Al final de la noche, los enamorados dormirían en habitaciones diferentes. Ana le había concedido a Lucía, de manera excepcional, la habitación que me había sido asignada con anterioridad, la misma en la que tuve que refugiarme la primera vez que Iván huyó. Y allí me encontraba ahora, llorando sola sobre la cama y aferrada a la almohada para que mis sollozos no se escuchasen desde el pasillo. La pareja había aprovechado que las luces se habían apagado y todos estaban durmiendo para reencontrarse en su cuarto, y yo me había beneficiado de tal romántico encuentro. Solté mi ira, mi frustración, pero también mi dolor. Decían que llorar era sanador, pero cuantas más lágrimas derramaba, mayor era mi tortura.
Al cabo de unas horas, Lucía entró en mi habitación y como si fuese capaz de leerme la mente, me resguardó entre sus brazos fundiéndonos en un cálido y reconfortante abrazo. Pensé que mis sollozos habían sido demasiado sonoros, por más que traté de silenciarlos. Sin embargo, no fue mi llanto lo que alertó a mi amiga, sino la presión que sintió al verse interrogada por Ana. ¿Cómo pude ser tan tonta para creer que la psicoterapeuta se iba a tragar el teatro que mis amigos habían montado?
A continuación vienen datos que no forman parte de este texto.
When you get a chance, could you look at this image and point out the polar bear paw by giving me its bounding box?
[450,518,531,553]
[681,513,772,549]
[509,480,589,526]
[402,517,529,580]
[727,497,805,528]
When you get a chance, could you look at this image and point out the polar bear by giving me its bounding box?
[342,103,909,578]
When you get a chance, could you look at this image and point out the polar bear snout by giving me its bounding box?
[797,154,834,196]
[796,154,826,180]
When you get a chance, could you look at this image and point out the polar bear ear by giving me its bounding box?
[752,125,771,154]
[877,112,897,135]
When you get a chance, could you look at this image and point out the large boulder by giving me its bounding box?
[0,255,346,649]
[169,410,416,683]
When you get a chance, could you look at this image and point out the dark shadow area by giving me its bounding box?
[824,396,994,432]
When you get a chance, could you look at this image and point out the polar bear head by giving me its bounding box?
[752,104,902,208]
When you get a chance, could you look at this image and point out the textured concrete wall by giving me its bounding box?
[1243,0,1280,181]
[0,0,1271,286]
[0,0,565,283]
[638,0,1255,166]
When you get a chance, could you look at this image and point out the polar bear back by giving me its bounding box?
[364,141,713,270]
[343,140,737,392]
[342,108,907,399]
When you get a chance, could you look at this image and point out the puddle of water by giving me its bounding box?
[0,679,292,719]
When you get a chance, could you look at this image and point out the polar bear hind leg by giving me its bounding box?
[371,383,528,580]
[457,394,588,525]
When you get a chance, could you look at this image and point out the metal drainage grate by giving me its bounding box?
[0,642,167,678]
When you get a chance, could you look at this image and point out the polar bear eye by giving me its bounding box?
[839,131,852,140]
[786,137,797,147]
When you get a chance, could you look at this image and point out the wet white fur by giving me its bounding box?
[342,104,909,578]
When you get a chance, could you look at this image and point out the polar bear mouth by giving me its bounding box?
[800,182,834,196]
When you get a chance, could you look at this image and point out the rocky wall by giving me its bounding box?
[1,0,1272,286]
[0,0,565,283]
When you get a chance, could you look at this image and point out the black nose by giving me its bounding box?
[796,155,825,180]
Pero no fue ese el motivo que despertó sus sospechas...
—Sé que aún es pronto para hablarlo —reflexionó Lucía, como si dudase en adentrarse en el verdadero epicentro de la conversación—. Pero no sé cuánto tiempo más podremos seguir así, Ana...
—¿Lo ha descubierto? —inquirí, anticipándome a la realidad.
—No del todo —dijo poco convencida—. No sabe que estás aquí, pero está muy enfadada. Nos dió permiso para ir a la playa con la condición de que regresáramos por la noche...
—¿Y qué quieres que haga? ¿Decirle que Iván es un cobarde, que solo estuvo conmigo para dejar de sentirse culpable por la muerte de su hermana, que me ha abandonado igual que hizo con ella? —sollocé con el alma rota. Si me dolió verbalizar todo aquello, mil veces peor me sentí al escucharlo en voz alta. Ya nada tenía sentido en mi vida, nada.
—Clara, no puedes estar encerrada y llorando todo el día para siempre —me reprochó en tono amable, supe que estaba muy preocupada por mí—. Tarde o temprano Ana te descubrirá.
—¿Y qué? —continué compungida—. No quiero ser yo la que dé explicaciones, Iván...
—Iván no ha vuelto todavía —sentenció con firmeza.
En ese momento yo no quise darle a sus palabras la importancia que merecían. Tal vez no quise ver lo obvio, tal vez la oscuridad de su mirada fuese más allá de su trágico pasado familiar y de adicciones. Iván me contó que su madre los había abandonado y que él había hecho lo mismo dejando a Sandra con el maltratador de su padre. Yo también me sentía abandonada... Pero, ¿y qué había de él? Era media noche y la luz de la cabaña permanecía apagada, no había rastro del chico que me robó el corazón. Cogí el teléfono entre mis manos, pero el dolor me impidió marcar su número. No sería capaz de hacerlo, no después de lo herido que se sintió cuando Sandra se quitó la vida. ¿No sería capaz, verdad? ¿No se abandonaría a sí mismo, no?